Another Unique Okanagan Varietal

Fast on the heels of adding Ehrenfelser to my Wine Century Club list, I'm adding another and this one is going to be about as rare as any that will make it to my final list.

537. 2008 Calona Vineyards Artist Series Sovereign Opal (VQA Okanagan)

Sovereign Opal is not a trade name for a winery blend. It is, indeed, the grape used for this 100% varietal wine. I mentioned that this will be a "rare" addition to both The List and the Wine Century Club because, as far as anyone seems to know, the grape is only grown for wine production at one vineyard in, not only the Okanagan Valley but, in the world. And Calona is the only winery that actually make a varietal wine with it.

The grape was developed at Agriculture Canada's Research Station in Summerland in the Okanagan. Back in the 1970's, the general consensus was that the classic European varietals couldn't be grown in BC. The objective was to breed a winter hardy grape that could thrive and fully ripen in the Okanagan Valley. In 1976, a new "grape series" was released for trial and the series of grapes was named "Sovereign" and each of the different grapes was then sorted by a gem name; hence, Sovereign Opal was born. It is the only varietal from the series that has found any commercial application at all.

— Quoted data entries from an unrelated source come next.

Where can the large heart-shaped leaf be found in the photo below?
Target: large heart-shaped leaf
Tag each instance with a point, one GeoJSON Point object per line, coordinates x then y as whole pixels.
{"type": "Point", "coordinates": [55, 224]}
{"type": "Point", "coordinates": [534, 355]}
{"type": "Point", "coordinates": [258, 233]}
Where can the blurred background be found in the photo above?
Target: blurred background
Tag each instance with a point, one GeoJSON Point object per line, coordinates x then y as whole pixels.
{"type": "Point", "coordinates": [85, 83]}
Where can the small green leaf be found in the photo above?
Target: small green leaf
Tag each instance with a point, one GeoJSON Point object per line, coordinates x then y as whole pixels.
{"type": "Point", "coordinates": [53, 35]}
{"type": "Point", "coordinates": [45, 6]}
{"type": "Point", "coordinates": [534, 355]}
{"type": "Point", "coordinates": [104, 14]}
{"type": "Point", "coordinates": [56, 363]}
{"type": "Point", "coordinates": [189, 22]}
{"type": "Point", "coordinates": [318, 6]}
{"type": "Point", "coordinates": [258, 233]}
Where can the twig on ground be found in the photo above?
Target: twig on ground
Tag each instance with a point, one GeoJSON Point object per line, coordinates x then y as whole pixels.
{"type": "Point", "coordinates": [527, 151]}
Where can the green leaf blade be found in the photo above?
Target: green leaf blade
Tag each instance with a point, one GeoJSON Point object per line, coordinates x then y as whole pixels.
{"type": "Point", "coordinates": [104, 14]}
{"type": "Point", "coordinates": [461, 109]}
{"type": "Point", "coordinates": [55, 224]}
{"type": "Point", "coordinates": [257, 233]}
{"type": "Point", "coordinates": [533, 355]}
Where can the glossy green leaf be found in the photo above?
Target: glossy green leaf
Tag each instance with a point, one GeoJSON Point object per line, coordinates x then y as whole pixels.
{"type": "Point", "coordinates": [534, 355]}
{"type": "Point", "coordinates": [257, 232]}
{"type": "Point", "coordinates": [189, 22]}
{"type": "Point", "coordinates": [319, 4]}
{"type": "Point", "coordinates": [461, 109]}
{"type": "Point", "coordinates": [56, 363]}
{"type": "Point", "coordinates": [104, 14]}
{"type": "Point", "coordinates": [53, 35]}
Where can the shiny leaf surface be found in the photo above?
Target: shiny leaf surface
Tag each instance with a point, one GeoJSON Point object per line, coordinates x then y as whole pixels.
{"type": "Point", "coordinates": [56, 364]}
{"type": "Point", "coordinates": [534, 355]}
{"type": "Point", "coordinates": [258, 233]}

The grape is a cross of Marechal Foch and Golden Muscat - interesting in that Foch is a red grape and Muscat is a white - and is known for its floral, fruity and spicy characteristics and its crisp acid. Since Calona is the only winery that works with the grape, it was up to Howard Soon (who you would normally see associated with Sandhill in this blog) and company to discover that the best means of producing a wine with Sovereign Opal is to vinify it somewhat off-dry and let the high acidity reign in the residual sugar.

Furthermore, this wine isn't simply a quick sip and a spit of some different, god-awful rarity, the 2008 vintage actually won a Bronze medal at 2009 Canadian Wine Awards.

Niether Riesling, nor Gewurztraminer, but reminiscent of both, this is about as "true" a local wine as you'll ever find in BC. How fun is that for a wine lover?